En Ontario, le gouvernement libéral veut privatiser 60 % d'Hydro One, créé lors du démantèlement d'Ontario Hydro en 1999 par l'ex-premier ministre Mike Harris. Queen's Park veut aller chercher 4 milliards $ notamment pour financer les infrastructures.

Toutefois, le projet est loin d'obtenir l'unanimité. Selon un sondage récent, 61 % des Ontariens sont contre et 77 % des personnes sondées croient que la facture gonflerait avec cette privatisation.

Au Québec, la question demeure hautement controversée. Elle a été évoquée dans certains rapports, notamment celui des économistes Claude Montmarquette et Luc Godbout.

Le premier ministre Philippe Couillard avait rejeté cette idée, mais au printemps, le ministre des Finances Carlos Leitao avait avoué que tous les scénarios étaient sur la table.

«Je trouve cela curieux, car il y a une motion qui a été votée à l'unanimité à l'Assemblée nationale et il n'est pas question de privatiser Hydro-Québec», a soutenu le chef péquiste Pierre Karl Péladeau, présent lors de la conférence.

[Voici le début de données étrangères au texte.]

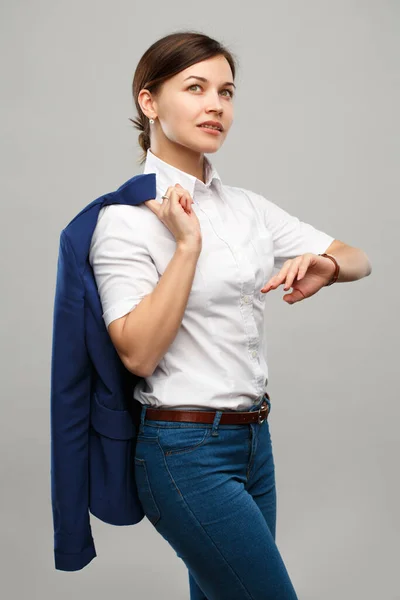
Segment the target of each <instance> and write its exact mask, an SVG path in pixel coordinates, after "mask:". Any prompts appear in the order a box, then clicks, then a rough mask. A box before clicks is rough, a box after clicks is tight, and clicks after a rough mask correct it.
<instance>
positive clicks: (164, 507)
mask: <svg viewBox="0 0 400 600" xmlns="http://www.w3.org/2000/svg"><path fill="white" fill-rule="evenodd" d="M264 400H265V401H267V402H268V404H269V407H270V409H271V402H270V400H269V399H268V398H267V396H263V397H261V398H260V399H259V401H258V402H257V403H256V404H255V405H254V406H253V407H252V408H251V409H245V410H251V411H257V410H259V408H260V407H261V404H262V402H263V401H264ZM146 410H147V407H146V406H143V408H142V413H141V421H140V430H139V432H138V436H137V445H136V451H135V478H136V483H137V487H138V494H139V498H140V501H141V503H142V506H143V510H144V512H145V514H146V517H147V518H148V519H149V521H150V522H151V523H152V524H153V526H154V527H155V529H156V530H157V531H158V533H160V535H162V536H163V538H164V539H165V540H167V542H168V543H169V544H170V545H171V546H172V548H173V549H174V550H175V552H176V554H177V556H178V557H179V558H181V559H182V560H183V561H184V563H185V565H186V566H187V568H188V575H189V589H190V600H298V599H297V595H296V592H295V590H294V588H293V585H292V582H291V580H290V577H289V574H288V572H287V570H286V567H285V565H284V562H283V559H282V557H281V554H280V552H279V550H278V548H277V545H276V543H275V527H276V488H275V466H274V459H273V453H272V443H271V435H270V426H269V422H268V421H269V419H270V414H269V415H268V419H267V420H265V421H264V422H263V423H261V424H260V423H258V422H257V423H248V424H237V425H236V424H235V425H225V424H224V425H221V424H220V418H221V415H222V411H216V413H215V418H214V422H213V423H191V422H186V421H185V422H172V421H162V420H150V419H146ZM204 410H209V409H204ZM166 595H167V596H168V594H166Z"/></svg>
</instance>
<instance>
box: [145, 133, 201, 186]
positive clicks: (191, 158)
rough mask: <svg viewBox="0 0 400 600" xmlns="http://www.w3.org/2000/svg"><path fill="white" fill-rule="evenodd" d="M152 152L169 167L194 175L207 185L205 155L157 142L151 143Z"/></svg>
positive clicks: (184, 148)
mask: <svg viewBox="0 0 400 600" xmlns="http://www.w3.org/2000/svg"><path fill="white" fill-rule="evenodd" d="M150 151H151V152H152V153H153V154H154V155H155V156H157V158H160V159H161V160H163V161H164V162H166V163H168V164H169V165H172V166H173V167H175V168H177V169H179V170H180V171H184V172H185V173H188V174H189V175H193V177H196V178H197V179H199V180H200V181H202V182H203V183H205V158H204V154H203V153H199V152H194V151H193V150H190V149H188V148H184V147H183V146H179V145H178V144H170V143H169V144H168V147H164V146H163V144H159V143H155V142H152V143H151V147H150Z"/></svg>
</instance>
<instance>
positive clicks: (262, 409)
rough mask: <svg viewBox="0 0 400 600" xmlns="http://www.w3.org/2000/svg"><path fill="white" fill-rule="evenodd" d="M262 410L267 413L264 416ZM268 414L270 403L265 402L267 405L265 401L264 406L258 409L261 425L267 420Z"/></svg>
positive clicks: (260, 424) (263, 403)
mask: <svg viewBox="0 0 400 600" xmlns="http://www.w3.org/2000/svg"><path fill="white" fill-rule="evenodd" d="M261 411H264V413H266V415H265V416H264V417H263V418H262V415H261ZM267 416H268V404H267V403H265V405H264V403H263V404H262V406H261V407H260V408H259V410H258V423H259V424H260V425H261V424H262V423H264V421H265V420H266V418H267Z"/></svg>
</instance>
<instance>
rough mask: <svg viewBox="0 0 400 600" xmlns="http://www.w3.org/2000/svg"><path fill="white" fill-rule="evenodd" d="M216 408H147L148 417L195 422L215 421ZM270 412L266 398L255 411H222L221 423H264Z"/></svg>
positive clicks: (145, 416) (229, 424)
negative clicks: (204, 409)
mask: <svg viewBox="0 0 400 600" xmlns="http://www.w3.org/2000/svg"><path fill="white" fill-rule="evenodd" d="M264 396H267V398H268V400H270V397H269V395H268V394H267V393H266V392H265V393H264ZM215 413H216V411H215V410H212V411H206V410H205V411H202V410H198V411H197V410H165V409H162V408H147V409H146V416H145V418H146V419H151V420H156V421H191V422H193V423H213V422H214V418H215ZM268 414H269V406H268V403H267V402H266V400H264V401H263V402H262V404H261V406H260V408H259V410H257V411H253V412H248V411H246V412H242V411H236V412H235V411H228V412H225V411H223V412H222V415H221V420H220V424H221V425H224V424H225V425H235V424H238V423H239V424H245V423H263V422H264V421H265V420H266V419H267V418H268Z"/></svg>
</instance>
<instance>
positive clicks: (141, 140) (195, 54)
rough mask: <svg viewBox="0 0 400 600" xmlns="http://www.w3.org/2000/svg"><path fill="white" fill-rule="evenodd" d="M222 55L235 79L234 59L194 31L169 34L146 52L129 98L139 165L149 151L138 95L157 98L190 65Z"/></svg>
mask: <svg viewBox="0 0 400 600" xmlns="http://www.w3.org/2000/svg"><path fill="white" fill-rule="evenodd" d="M218 55H223V56H225V58H226V60H227V61H228V63H229V66H230V67H231V71H232V75H233V78H235V73H236V65H237V63H238V60H237V58H236V57H235V55H233V54H232V52H230V51H229V50H228V48H227V47H226V46H223V45H222V44H220V42H218V41H216V40H214V39H213V38H210V37H208V35H205V34H203V33H199V32H197V31H180V32H177V33H171V34H170V35H166V36H165V37H163V38H161V39H159V40H157V41H156V42H154V44H152V45H151V46H150V48H148V50H146V52H145V53H144V54H143V56H142V58H141V59H140V61H139V63H138V65H137V67H136V71H135V75H134V77H133V82H132V94H133V99H134V101H135V105H136V108H137V112H138V115H139V116H138V117H137V118H135V119H129V120H130V121H131V122H132V123H133V126H134V127H135V128H136V129H139V130H140V131H141V133H140V134H139V144H140V146H141V147H142V149H143V153H142V156H141V159H139V161H138V162H139V163H140V164H143V163H144V162H145V160H146V155H147V149H148V148H149V147H150V126H149V120H148V118H147V117H146V115H145V114H144V113H143V112H142V109H141V108H140V104H139V102H138V95H139V92H140V90H142V89H143V88H145V89H147V90H149V92H151V93H153V94H157V92H158V91H159V90H160V88H161V86H162V84H163V83H164V81H166V80H167V79H170V78H171V77H173V76H174V75H176V74H177V73H179V72H180V71H183V70H184V69H186V68H187V67H190V65H193V64H195V63H197V62H200V61H203V60H207V59H208V58H212V57H214V56H218Z"/></svg>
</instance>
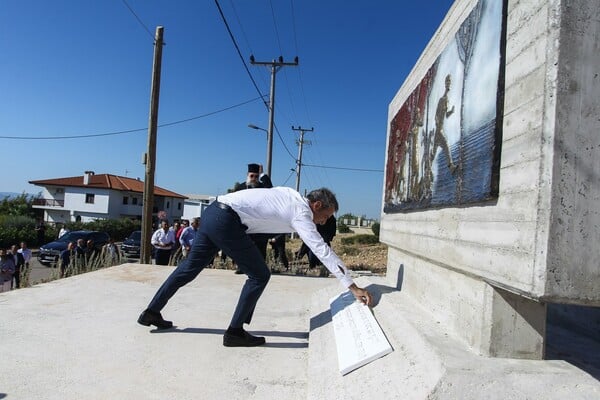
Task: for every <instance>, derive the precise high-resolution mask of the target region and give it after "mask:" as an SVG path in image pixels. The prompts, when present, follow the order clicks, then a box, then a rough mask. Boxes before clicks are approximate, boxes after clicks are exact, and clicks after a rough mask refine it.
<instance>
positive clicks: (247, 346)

«On l'oublie souvent, mais Hydro permet de financer l'éducation et la santé. C'est une richesse collective.»

Hydro-Québec n'a pas commenté, mais sur Twitter, la société d'État semblait vouloir corriger le tir en interpellant les internautes. «Il s'agit de suivre ce qui se passe en Ontario, non pas de privatiser», nous a-t-on écrit.

Pas de problème avec son salaire et sa retraite

En ce qui concerne son ancien salaire annuel de 483 000 $ et sa retraite dorée, M. Vandal n'y voit pas de problème, même en ces temps d'austérité où le gouvernement Couillard demande aux contribuables de se serrer la ceinture.

«Comparez la rémunération des dirigeants des entreprises ailleurs au Canada et aux États-Unis et vous verrez que le gouvernement et les Québécois en ont pour leur argent avec ce qu'ils versent au président d'Hydro-Québec», a-t-il assuré à la journaliste.

Sur le développement de l'éolien, qui a un impact à la hausse sur la facture des clients selon Hydro-Québec, M. Vandal défend son développement.

«L'éolien au Québec a démarré essentiellement en 2002-2003, à un moment où tout indiquait que les besoins en électricité étaient fortement à la hausse, et les prix aussi. (...) Mais il y a eu une grande restructuration dans l'industrie des pâtes et papiers qui a fait chuter dramatiquement le nombre de papetières entraînant une chute tout aussi spectaculaire de la demande d'électricité», a-t-il expliqué.

Mais selon lui, ce développement qui aide les régions du Québec doit maintenant être revu.

«La question qui se pose aujourd'hui c'est: à quel rythme doit-on poursuivre le développement de l'éolien? En a-t-on fait assez pour que cette industrie se renouvelle simplement en entretenant le parc existant par exemple? Est-elle en mesure de s'autosuffire?», a-t-il demandé.

Un gestionnaire, un militaire

Sur les décisions controversées comme l'éolien ou le financement de l'industrie de l'aluminium, M. Vandal affirme qu'il vient d'une famille de militaires et que certaines décisions appartiennent à «la sphère politique».

Concernant les hausses successives de la facture d'électricité, il maintient que la situation des Québécois «demeure une des plus avantageuses au Canada et aux États-Unis».

Au terme de son règne, M. Vandal considère que sa plus grande fierté demeure «l'amélioration des relations entre nos employés et les communautés autochtones».

«Car sans leur collaboration, il nous est impossible de remplir notre mission première, fournir de l'électricité aux Québécois», a estimé M. Vandal.